Today, blacks whose IQs are above the genius level, and blacks who have made it through universities and are now physicists, brain surgeons, and what have you, are not going to be easily convinced that judging people according to race has much significance in understanding sociological or historical realities. Those who believe in gauging differences in intelligence according to race or nationality are going to have difficulty explaining the significance of their approach to any of the many mothers in black Africa who are frustrated or struggling in their desire to send their children to school, or explaining it to responsible local leaders choosing policies to advance their society.
What remains important is not the average IQ or average anything of a huge population. What matters in the individual. As for understanding the relationship between the average and the individual belonging to different groups we have the so-called bdll-curve, which tells us about distributions within any large population. The vertical line represents average. The curved line represents the percentage of persons of the total population. It is called a "normal curve," zero at the bottom and the greatest number at the top. (This is my drawing. Normal curves are more pointed at the top.) From left to right along the curve you have achievement.
People
vary in intelligence, honesty and what have you, and
results of any measurement is likely to form a bell-curve.
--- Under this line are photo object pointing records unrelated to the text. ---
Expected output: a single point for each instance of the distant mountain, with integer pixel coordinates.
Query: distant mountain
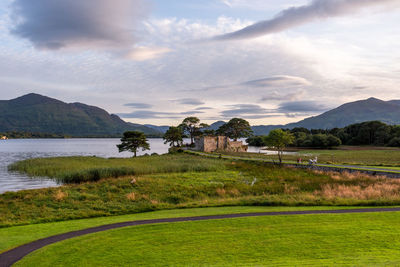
(371, 109)
(41, 114)
(215, 126)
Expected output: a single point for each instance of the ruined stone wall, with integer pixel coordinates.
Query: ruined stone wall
(219, 143)
(210, 144)
(236, 146)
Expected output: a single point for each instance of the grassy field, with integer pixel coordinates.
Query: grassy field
(319, 240)
(84, 169)
(226, 183)
(18, 235)
(378, 157)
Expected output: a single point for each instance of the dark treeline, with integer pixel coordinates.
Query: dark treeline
(26, 135)
(29, 135)
(366, 133)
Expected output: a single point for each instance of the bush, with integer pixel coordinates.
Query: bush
(395, 142)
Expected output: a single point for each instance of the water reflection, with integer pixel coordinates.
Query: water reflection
(19, 149)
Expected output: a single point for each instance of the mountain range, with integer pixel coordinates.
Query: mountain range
(371, 109)
(41, 114)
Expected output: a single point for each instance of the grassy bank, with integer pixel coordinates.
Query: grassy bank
(346, 157)
(18, 235)
(226, 183)
(321, 240)
(84, 169)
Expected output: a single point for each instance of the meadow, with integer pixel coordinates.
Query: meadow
(305, 240)
(348, 156)
(86, 169)
(190, 181)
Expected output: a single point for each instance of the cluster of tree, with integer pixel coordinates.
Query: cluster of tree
(191, 127)
(26, 135)
(366, 133)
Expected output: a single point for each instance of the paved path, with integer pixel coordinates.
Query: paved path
(10, 257)
(331, 166)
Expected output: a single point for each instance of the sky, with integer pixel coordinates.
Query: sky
(159, 61)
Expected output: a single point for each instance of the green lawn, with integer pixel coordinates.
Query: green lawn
(17, 235)
(377, 157)
(86, 169)
(327, 240)
(216, 183)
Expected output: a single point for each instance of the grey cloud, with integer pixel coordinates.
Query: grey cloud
(278, 80)
(203, 108)
(189, 101)
(148, 114)
(139, 105)
(55, 24)
(275, 96)
(302, 107)
(295, 16)
(192, 112)
(360, 87)
(247, 110)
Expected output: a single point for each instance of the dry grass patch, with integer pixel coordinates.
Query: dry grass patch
(362, 187)
(131, 196)
(60, 195)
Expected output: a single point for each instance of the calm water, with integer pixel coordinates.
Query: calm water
(19, 149)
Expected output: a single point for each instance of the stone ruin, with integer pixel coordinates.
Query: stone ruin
(219, 143)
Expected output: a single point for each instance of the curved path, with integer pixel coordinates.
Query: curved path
(10, 257)
(378, 170)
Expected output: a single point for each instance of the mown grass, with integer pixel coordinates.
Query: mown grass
(310, 240)
(390, 158)
(84, 169)
(18, 235)
(230, 183)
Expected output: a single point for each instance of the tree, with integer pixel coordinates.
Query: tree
(132, 141)
(173, 135)
(193, 127)
(279, 139)
(236, 128)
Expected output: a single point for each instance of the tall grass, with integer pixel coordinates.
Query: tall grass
(351, 157)
(84, 169)
(202, 182)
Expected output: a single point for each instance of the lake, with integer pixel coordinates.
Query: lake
(19, 149)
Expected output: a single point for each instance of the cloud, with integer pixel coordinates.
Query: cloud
(302, 107)
(275, 81)
(248, 111)
(295, 16)
(139, 105)
(276, 96)
(146, 53)
(227, 3)
(189, 101)
(203, 108)
(149, 114)
(50, 24)
(279, 81)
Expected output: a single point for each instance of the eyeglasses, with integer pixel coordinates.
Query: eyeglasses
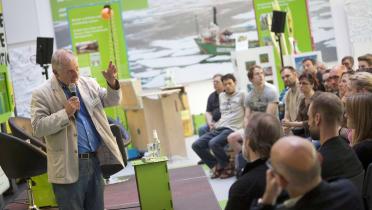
(270, 166)
(304, 83)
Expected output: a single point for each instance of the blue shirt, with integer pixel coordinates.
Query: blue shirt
(88, 138)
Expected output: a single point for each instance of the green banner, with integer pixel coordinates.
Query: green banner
(297, 34)
(6, 97)
(59, 7)
(97, 37)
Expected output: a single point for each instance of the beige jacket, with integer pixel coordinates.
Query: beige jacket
(49, 120)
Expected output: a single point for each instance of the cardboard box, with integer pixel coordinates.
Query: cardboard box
(188, 127)
(161, 111)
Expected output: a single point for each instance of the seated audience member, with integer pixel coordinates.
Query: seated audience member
(293, 96)
(309, 66)
(321, 67)
(361, 82)
(232, 114)
(326, 84)
(348, 62)
(364, 62)
(295, 167)
(344, 86)
(359, 115)
(339, 160)
(260, 134)
(212, 114)
(308, 85)
(262, 98)
(334, 77)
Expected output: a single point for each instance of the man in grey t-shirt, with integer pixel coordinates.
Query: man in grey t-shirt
(262, 98)
(232, 114)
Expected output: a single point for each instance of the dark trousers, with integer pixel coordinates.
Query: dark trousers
(86, 193)
(214, 140)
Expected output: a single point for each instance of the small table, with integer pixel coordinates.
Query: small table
(153, 184)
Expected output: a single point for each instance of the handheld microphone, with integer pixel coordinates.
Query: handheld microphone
(73, 91)
(72, 88)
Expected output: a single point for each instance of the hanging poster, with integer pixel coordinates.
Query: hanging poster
(6, 97)
(97, 37)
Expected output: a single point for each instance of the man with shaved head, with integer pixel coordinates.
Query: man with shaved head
(339, 160)
(295, 167)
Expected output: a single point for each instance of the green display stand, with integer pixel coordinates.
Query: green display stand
(153, 184)
(43, 191)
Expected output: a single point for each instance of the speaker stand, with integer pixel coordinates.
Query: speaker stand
(278, 39)
(45, 72)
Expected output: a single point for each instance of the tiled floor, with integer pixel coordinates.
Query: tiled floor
(220, 186)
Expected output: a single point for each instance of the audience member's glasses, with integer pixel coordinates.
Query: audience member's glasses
(304, 83)
(334, 77)
(270, 166)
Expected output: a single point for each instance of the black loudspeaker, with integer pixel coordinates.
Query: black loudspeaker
(44, 50)
(278, 21)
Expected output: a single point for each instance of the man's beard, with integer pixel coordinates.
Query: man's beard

In intelligence, the Japanese have been judged a couple
of points higher than whites in the United States. In putting
a bell- curve of Japanese intelligence on top of a bell-curve
of white intelligence, the vertical line
of the Japanese bell-curve would be slightly to the
right of the vertical line for the whites.
But there would be a lot of whites to the right of a
lot of Japanese and a lot of Japanese to the left of
a lot of whites.
To return to the usefulness of describing social development based on the genetically inherited characterists of huge populations such as race, a book published this year (2007) entitled Understanding Human History, by Michael H. Hart, claims to explain the whole of human history. It is in league with those who describe race-mixing as the cause of Spain's decline in the 17th century.